The Keeper’s House is tucked away in a far corner of the Royal Academy’s Burlington Building, guarded by a rather burly and surly doorman standing underneath a Tracey Emin neon. If you manage to get past him you will find the restaurant down a narrow flight of stairs in the basement.
The restaurant is opposite the small bar, which – if you poke your head in – feels a little dated with its red padded benches and plum-chocolate coloured walls. The dining room itself is much like an exhibition room in the Academy with great chunks of decorative architectural stonework hanging from the dark green walls.
There is no background music, which is not always a bad thing but in this instance I feel a little song or two would have helped lift the atmosphere and make everything a little less stern (and also less awkward – as was I could hear everything the lady in the far corner was saying and apparently it is about her and not her husband’s art, incase you were wondering).
Read more restaurant reviews from Spear’s Food Friday
Despite the rather somber tone, it is fabulous for people watching as the place fills with interesting characters over the course of the evening. The tables are taken by a slightly older generation of diner. This isn’t a trendy, no reservations sort of place, rather a grown-up dining room with starched table clothes and white napkins. Also worth a mention are the fake tea lights for sheer entertainment value, I can’t help but feel a real flickering flame might have been more atmospheric, though perhaps there is some sort of health and safety ruling against naked flames underground.
King of artful dining
The restaurant is overseen by the king of art gallery restaurants, Oliver Peyton, and is run as professionally as you would expect from him. The staff are lovely, accommodating and only too happy to help out with wine selections – allowing us to try before we buy. The food is modern British and sounds great on the menu but on the plate possibly tries a little bit too hard and could benefit from some simplification and, most importantly, better execution.

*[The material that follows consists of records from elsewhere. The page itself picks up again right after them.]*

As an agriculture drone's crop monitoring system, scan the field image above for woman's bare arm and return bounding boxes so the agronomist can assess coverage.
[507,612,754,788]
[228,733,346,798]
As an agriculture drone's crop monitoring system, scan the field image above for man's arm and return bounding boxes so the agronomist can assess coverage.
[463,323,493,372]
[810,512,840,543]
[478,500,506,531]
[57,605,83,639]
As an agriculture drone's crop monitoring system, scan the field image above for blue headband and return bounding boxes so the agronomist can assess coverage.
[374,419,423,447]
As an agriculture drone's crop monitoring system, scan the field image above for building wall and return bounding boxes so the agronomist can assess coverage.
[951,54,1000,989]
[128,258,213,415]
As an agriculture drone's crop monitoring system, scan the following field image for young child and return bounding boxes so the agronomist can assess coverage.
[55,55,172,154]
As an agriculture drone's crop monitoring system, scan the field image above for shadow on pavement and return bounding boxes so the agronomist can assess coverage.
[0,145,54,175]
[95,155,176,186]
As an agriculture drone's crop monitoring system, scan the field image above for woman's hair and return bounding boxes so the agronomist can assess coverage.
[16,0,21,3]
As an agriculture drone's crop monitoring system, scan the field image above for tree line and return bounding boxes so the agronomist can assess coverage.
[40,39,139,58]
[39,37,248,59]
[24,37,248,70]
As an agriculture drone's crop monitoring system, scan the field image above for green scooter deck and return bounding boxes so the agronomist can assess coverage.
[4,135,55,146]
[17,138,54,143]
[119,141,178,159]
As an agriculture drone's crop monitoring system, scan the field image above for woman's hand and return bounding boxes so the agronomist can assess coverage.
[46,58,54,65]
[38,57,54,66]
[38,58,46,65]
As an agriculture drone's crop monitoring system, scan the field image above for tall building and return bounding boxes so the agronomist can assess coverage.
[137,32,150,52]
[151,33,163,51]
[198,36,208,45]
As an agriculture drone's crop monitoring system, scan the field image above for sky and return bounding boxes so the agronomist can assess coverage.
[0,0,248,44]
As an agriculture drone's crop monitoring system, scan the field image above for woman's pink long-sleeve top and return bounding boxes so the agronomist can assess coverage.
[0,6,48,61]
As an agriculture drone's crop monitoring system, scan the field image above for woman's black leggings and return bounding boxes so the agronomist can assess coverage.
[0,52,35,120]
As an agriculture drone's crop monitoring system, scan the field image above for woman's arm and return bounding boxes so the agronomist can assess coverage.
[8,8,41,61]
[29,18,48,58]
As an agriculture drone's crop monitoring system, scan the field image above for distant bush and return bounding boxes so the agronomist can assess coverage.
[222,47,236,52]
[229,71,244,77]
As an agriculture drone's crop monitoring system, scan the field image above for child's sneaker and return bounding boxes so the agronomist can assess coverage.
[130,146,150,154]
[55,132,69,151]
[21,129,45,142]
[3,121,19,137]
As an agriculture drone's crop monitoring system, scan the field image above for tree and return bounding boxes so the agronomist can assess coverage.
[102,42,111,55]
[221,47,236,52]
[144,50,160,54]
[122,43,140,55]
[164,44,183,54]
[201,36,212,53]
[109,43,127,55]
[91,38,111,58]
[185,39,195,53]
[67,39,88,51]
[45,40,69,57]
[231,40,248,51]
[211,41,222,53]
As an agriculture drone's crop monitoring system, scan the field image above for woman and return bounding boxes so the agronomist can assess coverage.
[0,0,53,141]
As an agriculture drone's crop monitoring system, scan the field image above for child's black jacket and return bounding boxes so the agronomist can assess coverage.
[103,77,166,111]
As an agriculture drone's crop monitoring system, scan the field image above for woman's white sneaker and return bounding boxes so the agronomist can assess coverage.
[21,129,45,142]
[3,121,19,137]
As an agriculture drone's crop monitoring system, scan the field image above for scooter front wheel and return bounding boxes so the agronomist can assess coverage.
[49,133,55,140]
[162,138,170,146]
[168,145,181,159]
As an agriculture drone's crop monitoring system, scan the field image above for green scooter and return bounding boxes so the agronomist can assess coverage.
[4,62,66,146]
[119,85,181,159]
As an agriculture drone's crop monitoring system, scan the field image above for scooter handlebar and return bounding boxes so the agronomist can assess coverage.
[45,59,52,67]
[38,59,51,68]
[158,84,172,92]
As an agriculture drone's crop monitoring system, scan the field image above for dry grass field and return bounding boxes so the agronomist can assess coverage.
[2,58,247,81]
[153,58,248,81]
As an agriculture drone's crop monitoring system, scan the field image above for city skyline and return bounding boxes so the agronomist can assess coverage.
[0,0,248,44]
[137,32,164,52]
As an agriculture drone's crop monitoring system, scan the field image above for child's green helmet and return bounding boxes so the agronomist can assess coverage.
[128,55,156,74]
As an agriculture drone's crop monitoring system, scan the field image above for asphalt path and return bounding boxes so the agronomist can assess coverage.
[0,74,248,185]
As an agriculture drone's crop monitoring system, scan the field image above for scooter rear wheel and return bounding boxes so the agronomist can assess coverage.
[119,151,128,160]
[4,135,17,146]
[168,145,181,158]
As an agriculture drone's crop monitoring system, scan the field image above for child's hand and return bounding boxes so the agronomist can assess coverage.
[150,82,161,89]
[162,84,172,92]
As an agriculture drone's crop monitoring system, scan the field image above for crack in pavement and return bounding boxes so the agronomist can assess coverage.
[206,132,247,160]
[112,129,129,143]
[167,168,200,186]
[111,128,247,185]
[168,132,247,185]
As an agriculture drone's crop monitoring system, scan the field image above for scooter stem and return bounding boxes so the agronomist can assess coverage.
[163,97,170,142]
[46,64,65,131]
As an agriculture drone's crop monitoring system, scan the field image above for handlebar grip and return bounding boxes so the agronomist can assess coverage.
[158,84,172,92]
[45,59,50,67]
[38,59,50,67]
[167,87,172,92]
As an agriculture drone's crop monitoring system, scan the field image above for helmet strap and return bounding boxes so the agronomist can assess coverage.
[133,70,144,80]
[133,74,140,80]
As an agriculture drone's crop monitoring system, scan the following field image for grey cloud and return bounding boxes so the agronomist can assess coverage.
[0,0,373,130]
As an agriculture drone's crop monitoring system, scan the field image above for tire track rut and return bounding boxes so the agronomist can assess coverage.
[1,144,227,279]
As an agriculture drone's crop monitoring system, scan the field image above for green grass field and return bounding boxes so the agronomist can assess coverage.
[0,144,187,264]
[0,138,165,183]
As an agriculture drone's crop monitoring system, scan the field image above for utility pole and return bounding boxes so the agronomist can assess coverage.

To start I had the sweetbreads with parsnip – a simple presentation of well cooked, creamy sweetbreads on a much-loathed stripe of parsnip puree. There was also a little scattering of simply blanched spring greens. Sadly, the greens came complete with cooking water, which sat in a small pool around my sweetbreads. The greens weren’t cooked badly but someone in the kitchen needed to have drained them properly prior to the plating up stage. This is a rather basic error and ended up being the thing I remembered most vividly about the dish – I doubt this is what they were after.
The parsnip, which was actually rather lovely, was also sadly a tad token considering it had been mentioned on the menu. There should have been more of it. My dining companion faired better with the squid cassoulet, which was tender, vividly coloured and beautifully smoked with paprika.
Mains were generously portioned and good but again just needed a little finessing. The milk soaked pork shoulder was wonderfully tender but the sauce just a little over reduced. It would have also benefitted from a nice spoonful of creamy mash too. The heritage carrots, though, which came in a malt glaze were great – all dark purple and burnt orange in colour and full of flavour.
Everything we ate was very nearly there but just fell a little short, much like the renovation itself, which felt somewhat dated and staged, though perhaps the upstairs rooms are more successful. The menu Ivan Simeoli has put together reads very well and shows great promise – with a little more care and precision, it could prove to be a great addition to Peyton’s collection.